At 8:46:40 a.m. EDT on September 11, 2001, an unprofessional pilot maneuvered an incredible "weapon"—a Boeing 767 airliner—crashed into the World Trade Center in New York, where more than 90,000 litres of kerosene loaded with fuel ignited the North Tower on a violent impact. After 16 minutes and 14 seconds, another "weapon" crashed into the south tower, and more than 1 million tons of glass, stone, steel and the remains of nearly 3,000 victims turned into a pile of seven-story "graves".

In the days that followed, a sharp-eyed Arab man appeared on billions of television screens around the world. For many, he has become the embodiment of evil. He flew the first plane in 9/11 to hit the World Trade Center and is believed to be behind the suicide terrorist attack.
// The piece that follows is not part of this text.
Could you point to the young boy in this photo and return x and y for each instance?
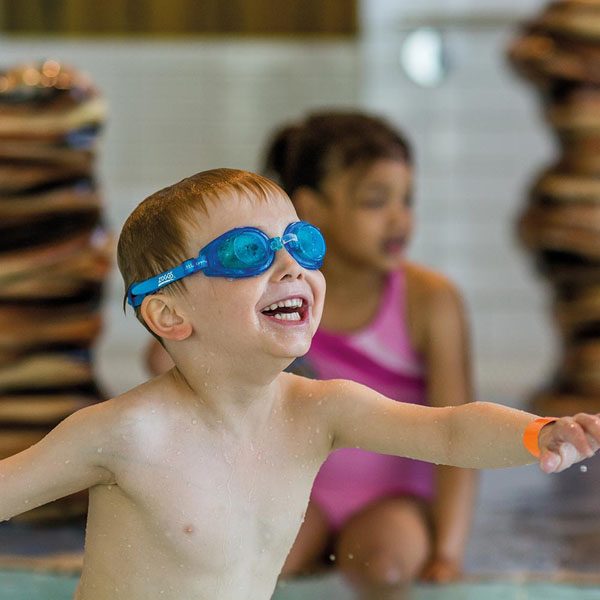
(199, 478)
The young man, Muhamed Atta, was the only Egyptian among the 19 hijackers. For a long time before 9/11, he seemed to have been following an established Egyptian middle-class path, from entering prestigious universities to studying abroad.

One day, however, he suddenly strayed from that path and turned in a direction that people could not understand.

The two faces of the 9/11 hijacker and political Islam

Muhammad Atta's ID photo, which appeared repeatedly in media coverage after 9/11.

Atta was born in 1968, a year of raucous, radical, explosive world in the Cold War: the "May Storm" in France, the civil rights movement sweeping the United States, the young people of all countries infatuated with the Cuban revolutionary Che Guevara, rock and roll and hippies all the rage... And this year's Egyptian society is also surging in the dark tide.

"1968 was a very important year, the year after the Six-Day War (the Third Middle East War), and the outcome of this war was crucial, which led directly to the collapse of Nasserism (Editor's Note: the political ideas of The second President of Egypt, Nasser, which combines pan-Arabism, Arab socialism, Arab nationalism, republicanism, anti-imperialism, etc.)." Victor J. Willi, a Swiss middle Eastern scholar, said in a recent interview with The Paper.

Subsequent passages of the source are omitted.